Everyone from young sports players to construction workers may be at risk of being declared fit for regular duties too soon after having a concussion because no one tests their cognitive and mobility skills together, says York kinesiology Professor Lauren Sergio.
They could be at heightened risk of re-injuring themselves or others, says Sergio, who recently received a $472,549 Canadian Institutes of Health Research (CHIR) operating grant over five years.
The grant is to study the effects of thinking and moving simultaneously in people who have had a concussion or are at risk for dementia through early signs of cognitive decline or family history. Sergio is working with York kinesiology Professor Alison Macpherson, the study’s co-investigator, and a team of graduate students, including Kara Hawkins.
Sergio was intrigued by the results of her recent pilot study in which there was a surprising breakdown in communication between two parts of the brain – the parietal lobe, which controls spatial orientation, and the frontal lobe, which controls planning, judgment and certain types of movement – in people who have had a concussion or a family history of dementia.
Lauren Sergio demonstrates one of the simple tasks she is using in her research
But current clinical tests are not picking this up, she says. “What we’re finding right now is that current clinical exams, either post-concussion or pre-dementia, even early dementia, will test basic motor skills – and, actually, those tend to be not so bad – and then they will test thinking. But they are always tested separately.”
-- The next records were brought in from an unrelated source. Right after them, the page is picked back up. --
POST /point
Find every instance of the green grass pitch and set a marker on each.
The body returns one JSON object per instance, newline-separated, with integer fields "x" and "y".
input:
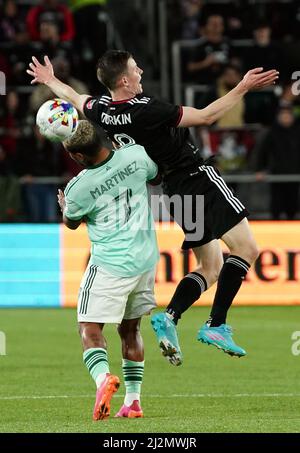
{"x": 46, "y": 388}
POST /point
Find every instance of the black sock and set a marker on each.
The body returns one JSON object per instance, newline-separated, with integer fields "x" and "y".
{"x": 230, "y": 279}
{"x": 187, "y": 292}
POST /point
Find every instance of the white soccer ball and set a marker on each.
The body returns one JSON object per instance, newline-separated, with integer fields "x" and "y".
{"x": 57, "y": 120}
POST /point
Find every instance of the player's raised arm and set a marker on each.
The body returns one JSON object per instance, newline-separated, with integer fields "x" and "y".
{"x": 254, "y": 79}
{"x": 45, "y": 74}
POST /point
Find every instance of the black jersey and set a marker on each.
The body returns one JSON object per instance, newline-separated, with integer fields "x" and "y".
{"x": 148, "y": 122}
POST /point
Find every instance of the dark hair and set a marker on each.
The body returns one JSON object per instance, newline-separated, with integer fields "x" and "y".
{"x": 111, "y": 66}
{"x": 86, "y": 140}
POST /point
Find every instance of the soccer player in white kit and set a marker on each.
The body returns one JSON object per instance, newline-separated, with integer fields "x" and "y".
{"x": 110, "y": 195}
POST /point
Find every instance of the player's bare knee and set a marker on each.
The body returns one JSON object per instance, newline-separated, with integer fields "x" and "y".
{"x": 251, "y": 252}
{"x": 248, "y": 251}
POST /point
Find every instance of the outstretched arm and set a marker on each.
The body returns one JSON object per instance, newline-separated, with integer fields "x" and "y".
{"x": 254, "y": 79}
{"x": 45, "y": 74}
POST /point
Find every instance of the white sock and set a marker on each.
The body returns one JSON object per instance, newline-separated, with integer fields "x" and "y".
{"x": 99, "y": 379}
{"x": 130, "y": 397}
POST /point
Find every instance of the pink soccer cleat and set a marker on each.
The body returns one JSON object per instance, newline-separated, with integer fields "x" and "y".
{"x": 104, "y": 395}
{"x": 132, "y": 411}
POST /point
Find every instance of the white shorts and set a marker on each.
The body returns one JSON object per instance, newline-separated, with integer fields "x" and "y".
{"x": 105, "y": 298}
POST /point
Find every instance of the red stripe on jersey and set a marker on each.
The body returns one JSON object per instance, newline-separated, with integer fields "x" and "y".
{"x": 179, "y": 116}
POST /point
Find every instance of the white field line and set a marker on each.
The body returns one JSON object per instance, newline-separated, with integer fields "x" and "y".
{"x": 175, "y": 395}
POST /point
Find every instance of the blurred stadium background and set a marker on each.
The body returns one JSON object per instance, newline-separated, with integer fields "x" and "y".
{"x": 192, "y": 52}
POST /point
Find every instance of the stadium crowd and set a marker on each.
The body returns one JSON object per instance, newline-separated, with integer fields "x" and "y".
{"x": 224, "y": 38}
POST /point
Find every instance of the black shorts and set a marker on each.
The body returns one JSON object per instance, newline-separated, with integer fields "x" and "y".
{"x": 220, "y": 208}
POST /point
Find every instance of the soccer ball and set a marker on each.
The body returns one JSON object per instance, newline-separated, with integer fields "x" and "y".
{"x": 57, "y": 120}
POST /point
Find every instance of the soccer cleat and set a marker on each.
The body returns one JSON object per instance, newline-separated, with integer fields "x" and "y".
{"x": 104, "y": 395}
{"x": 166, "y": 333}
{"x": 221, "y": 337}
{"x": 132, "y": 411}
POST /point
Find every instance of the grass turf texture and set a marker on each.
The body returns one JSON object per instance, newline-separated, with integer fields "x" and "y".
{"x": 46, "y": 388}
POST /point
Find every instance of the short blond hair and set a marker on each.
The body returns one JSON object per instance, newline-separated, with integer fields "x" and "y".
{"x": 85, "y": 140}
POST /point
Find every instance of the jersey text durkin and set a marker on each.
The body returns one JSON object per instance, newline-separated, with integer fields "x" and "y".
{"x": 123, "y": 118}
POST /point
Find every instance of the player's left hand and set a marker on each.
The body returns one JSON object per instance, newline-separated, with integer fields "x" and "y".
{"x": 61, "y": 200}
{"x": 41, "y": 73}
{"x": 258, "y": 78}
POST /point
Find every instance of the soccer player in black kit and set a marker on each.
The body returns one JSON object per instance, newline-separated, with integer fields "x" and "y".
{"x": 126, "y": 114}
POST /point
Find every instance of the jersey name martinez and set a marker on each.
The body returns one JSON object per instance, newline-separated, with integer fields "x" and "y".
{"x": 109, "y": 183}
{"x": 123, "y": 118}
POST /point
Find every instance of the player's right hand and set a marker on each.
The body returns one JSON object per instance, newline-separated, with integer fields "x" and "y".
{"x": 41, "y": 73}
{"x": 258, "y": 78}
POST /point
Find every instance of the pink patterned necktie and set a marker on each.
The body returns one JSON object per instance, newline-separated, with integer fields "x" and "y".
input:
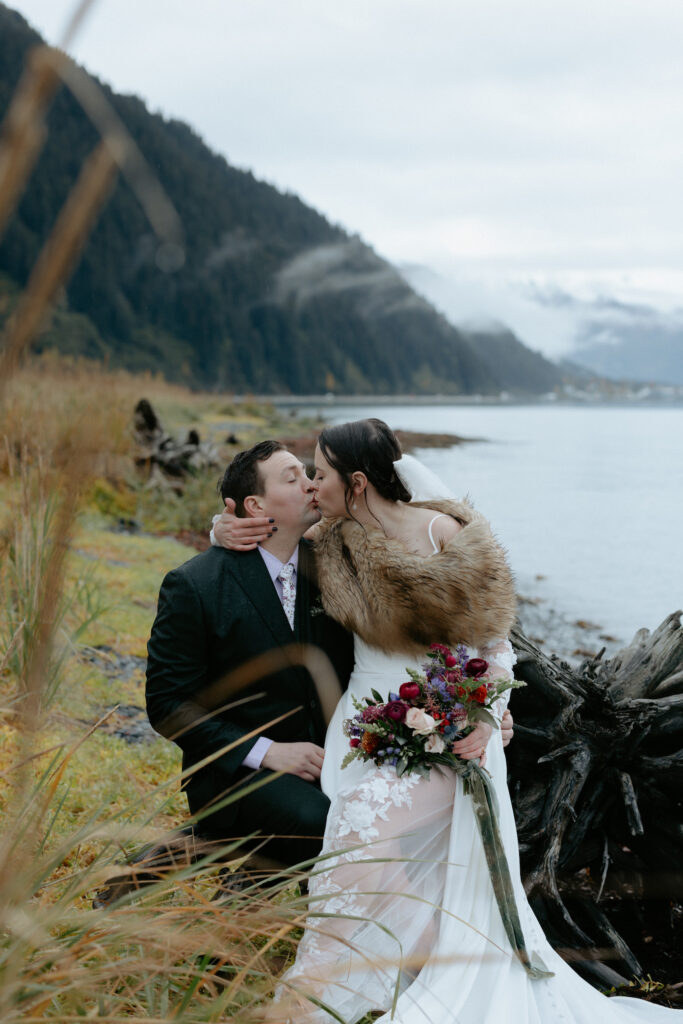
{"x": 289, "y": 591}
Since the separate tests will seem fine, these asymptomatic, post-concussion sports players are being allowed back onto the hockey ice or the football field, or a construction worker is being cleared to operate machinery. But what Sergio and her team are discovering is contrary to current tests; these people may not be ready to resume sports or work, and there may be a risk of further injury to themselves or others.
“We are finding there is a huge effect of combining the two – thinking and moving – and testing them together. As soon as you have them moving and they have to think at the same time, their performance just drops off,” says Sergio of the School of Kinesiology & Health Science in the Faculty of Health.
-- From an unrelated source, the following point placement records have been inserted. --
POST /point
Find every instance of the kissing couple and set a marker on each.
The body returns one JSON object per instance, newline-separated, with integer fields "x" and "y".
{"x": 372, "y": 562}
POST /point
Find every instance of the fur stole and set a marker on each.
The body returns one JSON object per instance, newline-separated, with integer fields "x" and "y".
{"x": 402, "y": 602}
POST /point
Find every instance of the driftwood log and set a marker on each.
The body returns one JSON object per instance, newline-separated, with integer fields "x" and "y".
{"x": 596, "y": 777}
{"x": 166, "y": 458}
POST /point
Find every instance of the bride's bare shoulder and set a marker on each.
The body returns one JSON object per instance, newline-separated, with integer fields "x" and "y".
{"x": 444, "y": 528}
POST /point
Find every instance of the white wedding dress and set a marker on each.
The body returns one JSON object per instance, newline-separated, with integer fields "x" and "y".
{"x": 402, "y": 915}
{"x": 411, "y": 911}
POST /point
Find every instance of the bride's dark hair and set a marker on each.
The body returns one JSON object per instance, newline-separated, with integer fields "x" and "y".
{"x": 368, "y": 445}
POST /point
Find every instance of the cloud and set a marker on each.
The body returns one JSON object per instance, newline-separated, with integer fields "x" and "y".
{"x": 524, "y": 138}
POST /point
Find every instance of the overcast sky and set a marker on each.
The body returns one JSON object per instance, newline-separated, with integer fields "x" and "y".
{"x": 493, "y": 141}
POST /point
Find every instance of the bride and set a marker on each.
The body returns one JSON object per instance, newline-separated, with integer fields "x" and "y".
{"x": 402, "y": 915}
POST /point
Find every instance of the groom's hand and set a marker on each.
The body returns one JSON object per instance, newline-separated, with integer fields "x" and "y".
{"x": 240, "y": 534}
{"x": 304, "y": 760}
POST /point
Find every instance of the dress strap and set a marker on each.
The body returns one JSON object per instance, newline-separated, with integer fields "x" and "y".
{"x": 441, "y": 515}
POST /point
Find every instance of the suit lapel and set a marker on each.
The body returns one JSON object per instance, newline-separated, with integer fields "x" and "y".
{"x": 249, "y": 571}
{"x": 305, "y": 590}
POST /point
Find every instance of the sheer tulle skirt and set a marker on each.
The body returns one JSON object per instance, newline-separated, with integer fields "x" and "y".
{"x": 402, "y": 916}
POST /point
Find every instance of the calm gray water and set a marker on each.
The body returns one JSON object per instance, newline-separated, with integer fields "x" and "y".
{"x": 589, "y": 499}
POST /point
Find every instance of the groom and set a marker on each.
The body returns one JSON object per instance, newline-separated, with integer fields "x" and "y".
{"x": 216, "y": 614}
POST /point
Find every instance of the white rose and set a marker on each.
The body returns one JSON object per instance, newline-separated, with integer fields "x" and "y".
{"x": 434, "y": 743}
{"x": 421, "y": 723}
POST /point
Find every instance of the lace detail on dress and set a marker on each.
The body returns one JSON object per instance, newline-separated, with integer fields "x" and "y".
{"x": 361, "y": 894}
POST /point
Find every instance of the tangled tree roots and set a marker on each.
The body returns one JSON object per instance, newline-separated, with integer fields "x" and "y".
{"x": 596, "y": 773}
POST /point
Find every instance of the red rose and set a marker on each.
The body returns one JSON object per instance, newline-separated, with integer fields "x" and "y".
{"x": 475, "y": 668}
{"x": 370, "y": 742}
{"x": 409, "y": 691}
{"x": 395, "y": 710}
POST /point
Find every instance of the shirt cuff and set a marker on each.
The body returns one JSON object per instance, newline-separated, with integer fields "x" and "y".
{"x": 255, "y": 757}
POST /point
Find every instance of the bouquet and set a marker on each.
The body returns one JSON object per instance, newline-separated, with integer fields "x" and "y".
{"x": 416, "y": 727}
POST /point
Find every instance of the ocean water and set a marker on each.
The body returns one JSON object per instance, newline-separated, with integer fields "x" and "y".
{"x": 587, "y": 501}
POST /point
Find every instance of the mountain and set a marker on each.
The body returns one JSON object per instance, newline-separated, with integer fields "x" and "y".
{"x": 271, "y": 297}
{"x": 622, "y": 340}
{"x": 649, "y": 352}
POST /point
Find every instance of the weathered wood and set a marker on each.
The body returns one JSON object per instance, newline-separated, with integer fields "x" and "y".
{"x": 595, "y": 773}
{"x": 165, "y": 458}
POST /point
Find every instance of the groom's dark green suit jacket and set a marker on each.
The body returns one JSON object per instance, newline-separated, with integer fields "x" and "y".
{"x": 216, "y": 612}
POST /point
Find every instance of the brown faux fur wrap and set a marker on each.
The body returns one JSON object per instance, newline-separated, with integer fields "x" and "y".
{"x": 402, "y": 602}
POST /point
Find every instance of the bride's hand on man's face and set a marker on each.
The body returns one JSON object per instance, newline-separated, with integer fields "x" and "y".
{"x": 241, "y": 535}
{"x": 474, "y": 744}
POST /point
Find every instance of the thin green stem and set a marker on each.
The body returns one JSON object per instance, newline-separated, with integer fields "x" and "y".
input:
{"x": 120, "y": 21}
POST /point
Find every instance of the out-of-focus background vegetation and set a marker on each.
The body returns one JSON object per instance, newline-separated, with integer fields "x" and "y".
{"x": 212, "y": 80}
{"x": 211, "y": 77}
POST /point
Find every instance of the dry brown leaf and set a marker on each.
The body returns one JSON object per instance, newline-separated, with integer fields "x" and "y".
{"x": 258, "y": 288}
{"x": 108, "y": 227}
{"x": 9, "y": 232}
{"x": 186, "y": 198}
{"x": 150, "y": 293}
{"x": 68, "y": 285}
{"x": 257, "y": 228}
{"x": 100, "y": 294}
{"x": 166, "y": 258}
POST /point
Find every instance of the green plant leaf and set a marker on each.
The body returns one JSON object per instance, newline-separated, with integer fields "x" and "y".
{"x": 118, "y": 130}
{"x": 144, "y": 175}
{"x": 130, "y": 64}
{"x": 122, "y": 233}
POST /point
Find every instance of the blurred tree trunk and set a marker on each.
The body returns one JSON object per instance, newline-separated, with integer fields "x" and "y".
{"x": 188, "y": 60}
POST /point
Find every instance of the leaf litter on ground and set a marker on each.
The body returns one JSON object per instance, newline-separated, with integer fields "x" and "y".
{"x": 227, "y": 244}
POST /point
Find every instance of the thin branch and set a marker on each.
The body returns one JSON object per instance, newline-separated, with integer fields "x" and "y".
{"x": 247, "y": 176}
That’s a problem for a young hockey player who has to be aware of who is coming up beside him while skating, puck handling, trying to remember what the coach told him and trying to take a shot on net or pass the puck. The problem is compounded in young people as they are more likely to act first and think later. In tests, Sergio has found as people get older they start to prioritize thinking over moving, but younger people start moving first.
She gives the example of walking beside someone and asking them a question – an older person is more likely to stop walking while they think about the answer.
By testing the thinking and moving together, Sergio says, “I can tell if you’ve had a concussion, whether or not you’re showing by current standards. So even though you report your day as asymptomatic and you’re passing all the tests, our test is picking up on the fact you’ve had a concussion.” Her test looks at things like the ability to move your finger to the left on a computer screen to make the cursor move right to connect with a dot that has popped up on the screen.
What was really surprising, she says, is that people with a family history of dementia were also showing difficulties when they were asked to perform certain cognitive and mobility tasks. In the pilot study, these were middle-aged people bringing their older parents in for dementia testing. Hawkins, a PhD student under Sergio, had asked the waiting adult children, who reported no symptoms but had a family history of the disease, to complete a few simple tasks.
“One hundred per cent of them so far are doing terrible on our tasks,” says Sergio. “Basically, our task can tell if you have a family history or some risk of dementia, even if nothing has shown up.”
Through the CIHR grant, Sergio plans to first develop her team’s previous research into a validated, clinically feasible cognitive-motor assessment tool to detect dementia early on. She will also examine whether the assessment tool can predict who will progress to dementia.
“Second, we will expand our preliminary research demonstrating that young adults show impaired cognitive-motor integration following concussion,” says Sergio.
She hopes her research will provide a basic understanding of how the brain processes rule-based information to make accurate movements – such as moving a computer mouse – and provide tools to assess if these brain processes have degraded because of dementia or brain injury. She will also use an fMRI to take images of each participant’s brain.
The purpose is to come up with a way of testing for signs of dementia earlier and to ensure that people aren’t being sent out to play or work too soon after suffering a concussion.